Two regional powers have large influence are Russia and Turkey, but their positions differ qualitatively. Russia is the historic hegemonic power in the region, both Armenia and Azerbaijan were part of the Tsarist Empire and later the Soviet Union. Russia is in military alliance and with Armenia, and has two military bases there, but it also has good relations with Azerbaijan diplomatically, economically but also important military cooperation. Russia called the two parties to de-escalate the conflict, but it also expects to extend its influence even further over both Armenia and Azerbaijan as a result of the conflict.
Turkey, on the other hand, has expressed unilateral support to Azerbaijan.
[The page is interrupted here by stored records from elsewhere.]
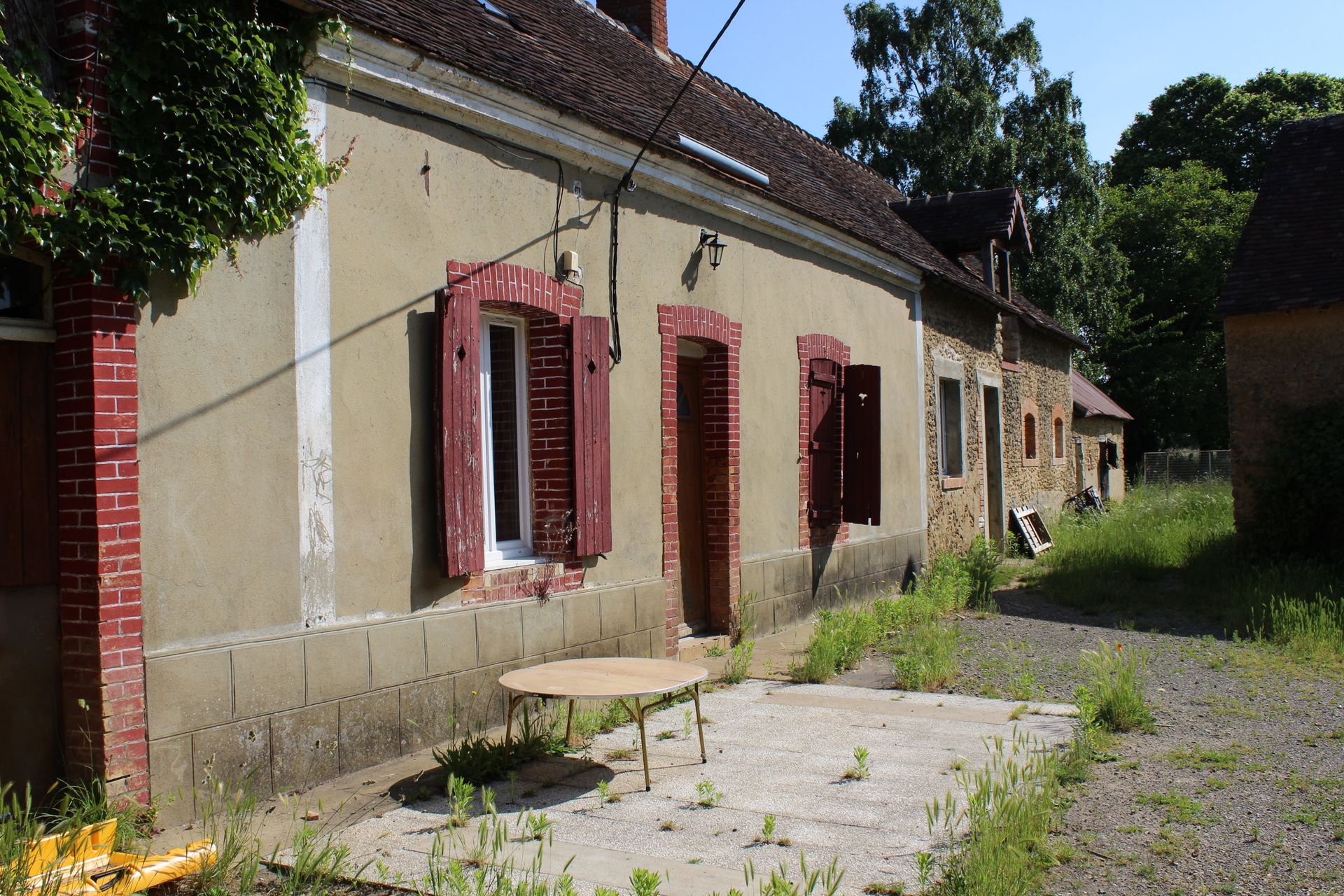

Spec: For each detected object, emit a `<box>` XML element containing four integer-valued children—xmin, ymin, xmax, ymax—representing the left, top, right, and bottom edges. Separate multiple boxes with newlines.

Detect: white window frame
<box><xmin>481</xmin><ymin>314</ymin><xmax>535</xmax><ymax>570</ymax></box>
<box><xmin>0</xmin><ymin>246</ymin><xmax>57</xmax><ymax>342</ymax></box>
<box><xmin>934</xmin><ymin>373</ymin><xmax>966</xmax><ymax>479</ymax></box>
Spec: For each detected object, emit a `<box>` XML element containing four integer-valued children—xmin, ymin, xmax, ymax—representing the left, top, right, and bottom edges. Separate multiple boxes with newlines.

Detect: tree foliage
<box><xmin>1105</xmin><ymin>161</ymin><xmax>1255</xmax><ymax>456</ymax></box>
<box><xmin>0</xmin><ymin>0</ymin><xmax>342</xmax><ymax>294</ymax></box>
<box><xmin>827</xmin><ymin>0</ymin><xmax>1134</xmax><ymax>376</ymax></box>
<box><xmin>1112</xmin><ymin>70</ymin><xmax>1344</xmax><ymax>191</ymax></box>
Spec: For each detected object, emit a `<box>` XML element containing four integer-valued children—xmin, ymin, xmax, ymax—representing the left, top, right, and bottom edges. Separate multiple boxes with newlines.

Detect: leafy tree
<box><xmin>827</xmin><ymin>0</ymin><xmax>1132</xmax><ymax>374</ymax></box>
<box><xmin>1103</xmin><ymin>161</ymin><xmax>1255</xmax><ymax>458</ymax></box>
<box><xmin>1112</xmin><ymin>70</ymin><xmax>1344</xmax><ymax>191</ymax></box>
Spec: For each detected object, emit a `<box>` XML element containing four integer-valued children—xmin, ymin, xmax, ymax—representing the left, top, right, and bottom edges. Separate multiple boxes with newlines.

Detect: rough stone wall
<box><xmin>1074</xmin><ymin>416</ymin><xmax>1125</xmax><ymax>501</ymax></box>
<box><xmin>923</xmin><ymin>286</ymin><xmax>1009</xmax><ymax>556</ymax></box>
<box><xmin>1223</xmin><ymin>302</ymin><xmax>1344</xmax><ymax>528</ymax></box>
<box><xmin>1002</xmin><ymin>326</ymin><xmax>1078</xmax><ymax>519</ymax></box>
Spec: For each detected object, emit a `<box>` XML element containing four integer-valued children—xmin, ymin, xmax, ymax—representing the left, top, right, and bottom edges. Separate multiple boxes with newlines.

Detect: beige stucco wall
<box><xmin>1223</xmin><ymin>302</ymin><xmax>1344</xmax><ymax>529</ymax></box>
<box><xmin>140</xmin><ymin>87</ymin><xmax>925</xmax><ymax>813</ymax></box>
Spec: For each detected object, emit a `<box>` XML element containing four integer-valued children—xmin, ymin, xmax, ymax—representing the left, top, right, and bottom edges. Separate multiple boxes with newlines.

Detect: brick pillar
<box><xmin>52</xmin><ymin>0</ymin><xmax>149</xmax><ymax>802</ymax></box>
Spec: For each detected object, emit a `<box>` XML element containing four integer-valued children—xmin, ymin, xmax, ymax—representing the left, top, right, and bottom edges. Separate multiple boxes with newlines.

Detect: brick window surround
<box><xmin>659</xmin><ymin>305</ymin><xmax>742</xmax><ymax>657</ymax></box>
<box><xmin>1050</xmin><ymin>405</ymin><xmax>1068</xmax><ymax>466</ymax></box>
<box><xmin>447</xmin><ymin>260</ymin><xmax>583</xmax><ymax>605</ymax></box>
<box><xmin>1021</xmin><ymin>398</ymin><xmax>1042</xmax><ymax>466</ymax></box>
<box><xmin>798</xmin><ymin>333</ymin><xmax>849</xmax><ymax>548</ymax></box>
Moreover, Turkish direct intervention is unprecedented. Ankara has direct military participation by supplying Bayraktar-2 attack drones and experts to run them. There are also reports about hundreds of Syrian mercenaries that Turkey has transferred to Azerbaijan to take part in the fighting. Turkey’s partial position is a polarizing factor of an already complex conflict. The question remains, how will Russia – and Iran – will react to the increasing Turkish meddling in the affairs of the south Caucasus?